El discurso de la presidenta Claudia Sheinbaum con motivo del Día Internacional de la Mujer en este 2026 deja varios elementos interesantes para analizar. Más allá del hecho simbólico de que sea la primera mujer en encabezar la Presidencia de la República, su mensaje nos deja ver una narrativa que vincula la historia del país con la lucha de las mujeres.

Desde el inicio, la Presidenta recuerda que esta fecha no surgió como una celebración, sino como una demanda de justicia de mujeres trabajadoras hace más de un siglo. Con ello establece un tono más reflexivo que festivo y coloca la memoria histórica como parte del debate público actual. La idea central que transmite es que los avances de las mujeres en México no han sido concesiones desde el poder, sino resultado de una lucha constante que hoy encuentra nuevas expresiones en la vida institucional del país.

Uno de los elementos más llamativos del discurso es la referencia a las llamadas “tejedoras de la patria”, una buena metáfora porque permite conectar distintos momentos de la historia nacional a través de figuras femeninas que participaron en procesos clave.

Al mencionar a mujeres como Leona Vicario y Josefa Ortiz Téllez-Girón (de Domínguez) en la Independencia, así como a Margarita Maza de Juárez o a pensadoras de la etapa revolucionaria como Dolores Jiménez y Muro, la Presidenta construye una línea histórica que muestra cómo muchas mujeres contribuyeron al desarrollo del país, aunque durante mucho tiempo no hayan recibido reconocimiento. De esta manera, su mensaje deja claro que la presencia de una mujer en la Presidencia de México ha sido parte de un proceso histórico.

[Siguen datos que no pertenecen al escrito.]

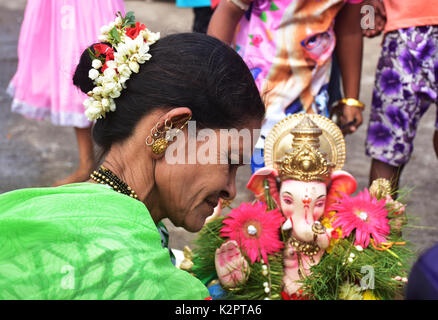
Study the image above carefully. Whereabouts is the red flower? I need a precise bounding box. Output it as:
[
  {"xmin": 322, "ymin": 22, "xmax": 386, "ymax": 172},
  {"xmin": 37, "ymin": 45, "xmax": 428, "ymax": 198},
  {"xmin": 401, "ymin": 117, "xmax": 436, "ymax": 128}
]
[
  {"xmin": 330, "ymin": 189, "xmax": 390, "ymax": 248},
  {"xmin": 93, "ymin": 43, "xmax": 114, "ymax": 72},
  {"xmin": 281, "ymin": 290, "xmax": 309, "ymax": 300},
  {"xmin": 126, "ymin": 22, "xmax": 146, "ymax": 40}
]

Otro punto relevante fue el apartado dedicado a las mujeres que forman parte de las fuerzas armadas. Al dirigirse a integrantes del Ejército, la Fuerza Aérea, la Marina y la Guardia Nacional, la Presidenta habló desde su papel institucional como Comandanta Suprema, pero con un tono muy cercano y emocional.

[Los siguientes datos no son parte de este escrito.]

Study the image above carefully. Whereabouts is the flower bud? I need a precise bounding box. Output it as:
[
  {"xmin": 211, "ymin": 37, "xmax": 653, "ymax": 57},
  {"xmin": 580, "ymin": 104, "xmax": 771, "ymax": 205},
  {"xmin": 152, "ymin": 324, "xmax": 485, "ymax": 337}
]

Su mensaje giró en torno a la idea de que el compromiso con el país y el valor para servirlo no dependen del género. Con ello también muestra una imagen de instituciones más abiertas e incluyentes. Además, al reconocer el esfuerzo de muchas mujeres que combinan su vida familiar con responsabilidades de alto riesgo, el discurso busca generar empatía con un sector de la sociedad que valora profundamente el servicio y la disciplina.

El cierre del mensaje se enfoca en las niñas de México y en las oportunidades que se abren para las nuevas generaciones.

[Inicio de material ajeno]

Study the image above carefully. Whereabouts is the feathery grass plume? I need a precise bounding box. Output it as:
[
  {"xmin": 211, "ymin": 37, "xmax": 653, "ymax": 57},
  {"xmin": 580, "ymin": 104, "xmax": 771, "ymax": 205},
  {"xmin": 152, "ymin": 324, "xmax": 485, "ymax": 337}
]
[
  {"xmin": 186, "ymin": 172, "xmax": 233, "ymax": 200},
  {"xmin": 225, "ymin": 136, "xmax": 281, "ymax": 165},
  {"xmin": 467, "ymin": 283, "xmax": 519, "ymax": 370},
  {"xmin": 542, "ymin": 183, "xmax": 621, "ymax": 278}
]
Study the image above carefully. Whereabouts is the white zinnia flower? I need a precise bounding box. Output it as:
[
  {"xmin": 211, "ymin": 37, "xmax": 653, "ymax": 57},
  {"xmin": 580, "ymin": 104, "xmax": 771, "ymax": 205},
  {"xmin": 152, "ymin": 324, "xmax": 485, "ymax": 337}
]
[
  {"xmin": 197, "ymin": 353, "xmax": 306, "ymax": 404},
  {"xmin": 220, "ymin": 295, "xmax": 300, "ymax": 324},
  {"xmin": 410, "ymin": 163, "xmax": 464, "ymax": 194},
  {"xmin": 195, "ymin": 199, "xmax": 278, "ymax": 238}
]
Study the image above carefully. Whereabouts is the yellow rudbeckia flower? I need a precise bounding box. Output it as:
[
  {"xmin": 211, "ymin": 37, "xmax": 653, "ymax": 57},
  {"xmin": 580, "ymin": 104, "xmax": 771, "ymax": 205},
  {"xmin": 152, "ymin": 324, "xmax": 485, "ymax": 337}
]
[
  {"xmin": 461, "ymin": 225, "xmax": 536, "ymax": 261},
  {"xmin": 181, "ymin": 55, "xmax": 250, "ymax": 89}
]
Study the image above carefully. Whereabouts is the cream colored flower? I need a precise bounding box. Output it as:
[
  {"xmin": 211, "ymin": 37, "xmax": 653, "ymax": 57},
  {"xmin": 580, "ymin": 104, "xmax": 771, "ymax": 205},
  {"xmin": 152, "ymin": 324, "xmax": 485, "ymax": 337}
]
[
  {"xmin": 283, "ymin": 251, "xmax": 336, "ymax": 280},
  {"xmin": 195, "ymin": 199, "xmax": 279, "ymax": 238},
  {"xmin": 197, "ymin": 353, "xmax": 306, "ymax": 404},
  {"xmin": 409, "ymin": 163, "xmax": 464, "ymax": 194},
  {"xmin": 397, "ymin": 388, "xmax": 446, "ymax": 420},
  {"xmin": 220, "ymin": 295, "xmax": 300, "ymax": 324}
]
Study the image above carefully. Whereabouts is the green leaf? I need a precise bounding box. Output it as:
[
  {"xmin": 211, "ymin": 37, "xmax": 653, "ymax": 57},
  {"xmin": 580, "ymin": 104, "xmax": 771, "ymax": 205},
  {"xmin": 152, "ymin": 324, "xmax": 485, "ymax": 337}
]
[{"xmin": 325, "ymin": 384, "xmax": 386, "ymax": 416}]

La Presidenta plantea que durante mucho tiempo muchas mujeres crecieron escuchando límites sobre lo que podían o no podían hacer. Por eso, su mensaje intenta transmitir una idea distinta: que cada niña pueda aspirar a ser lo que decida, ya sea científica, ingeniera o incluso presidenta del país.

En términos de comunicación política, esta parte del discurso busca proyectar una visión de futuro y reforzar la idea de que la igualdad no debe quedarse solo en los discursos, sino reflejarse en oportunidades reales.

El mensaje intenta convertir el ocho de marzo en algo más que una conmemoración anual. La narrativa que presentó en su discurso sugiere que avanzar hacia una mayor igualdad también implica fortalecer la vida democrática del país.

Sin duda que la historia de México también podemos leerla a través de las manos de esas mujeres que, muchas veces desde el silencio, sostuvieron comunidades, defendieron ideas y formaron generaciones enteras.

Reconocerlas es un acto de memoria y es una invitación a construir un país donde las nuevas generaciones crezcan sabiendo que su voz, su capacidad y sus sueños también forman parte del destino de la nación.

Y quizá ahí esté la reflexión más importante: un país que aprende a valorar plenamente a sus mujeres es un país que termina con una versión más humana.